I'm trying to think of a third reason why they get hired, and can't come up with one.


Worth pointing out I was talking about managers, not management consultants, which are a whole different kettle of fish.


Was your background not management consulting?


Sure, so? That doesn't mean that I'm conflating the two terms.


Do you think your background is interwoven in the article content and recommendations?


Of course it is. I was lucky to have several managers that I would call "good", and even a couple of "great" ones, so that before I jumped into the startup world I got to see what a "good" manager does for a project. Those were sometimes Accenture people, sometimes people who worked to the client. The fact that they worked for a consultancy was irrelevant, but the fact that they were managers was obviously relevant.

How could my background not be "interwoven" in the article content and recommendations?
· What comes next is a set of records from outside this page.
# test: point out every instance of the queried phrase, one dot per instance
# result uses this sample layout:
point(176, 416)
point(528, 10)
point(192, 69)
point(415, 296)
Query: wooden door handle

Are you suggesting I should make things up instead of basing them on experience?


> Are you suggesting I should make things up instead of basing them on experience?

No. I am saying, now explicitly, that the shortcomings of the article are directly related to 1 & 2 in my original comment.


You never specified what those alleged shortcomings are. Nor have you established a believable link, since, once again, the article is not about management consulting, but about management. I'm not going to continue this game of cat and mouse with comments. If you can't express yourself clearly and concisely, I have better things to do with my time than try to decipher your criticism.


FYI, the recommended books are much cheaper on Amazon.


I think that the risk of poor management is something that will be dealt with at any company where your employees are all young; startups have a younger employee base - and you get a lot of people re-inventing the wheel.

There is a lot to be said for the companies, especially in silicon valley, that are large, established and older - they will have a range of good managers.

If you're only out looking for rock-stars, ninjas or other witty adjectives your employee base maybe younger and lacking experience in some of the more esoteric aspects of running a company.

When I was interviewing at Twitter they mentioned they had ton of internal chaos where a lot of the young employees, having had maybe only one prior company as an experience point only had that company's culture for reference - and this was a problem for them.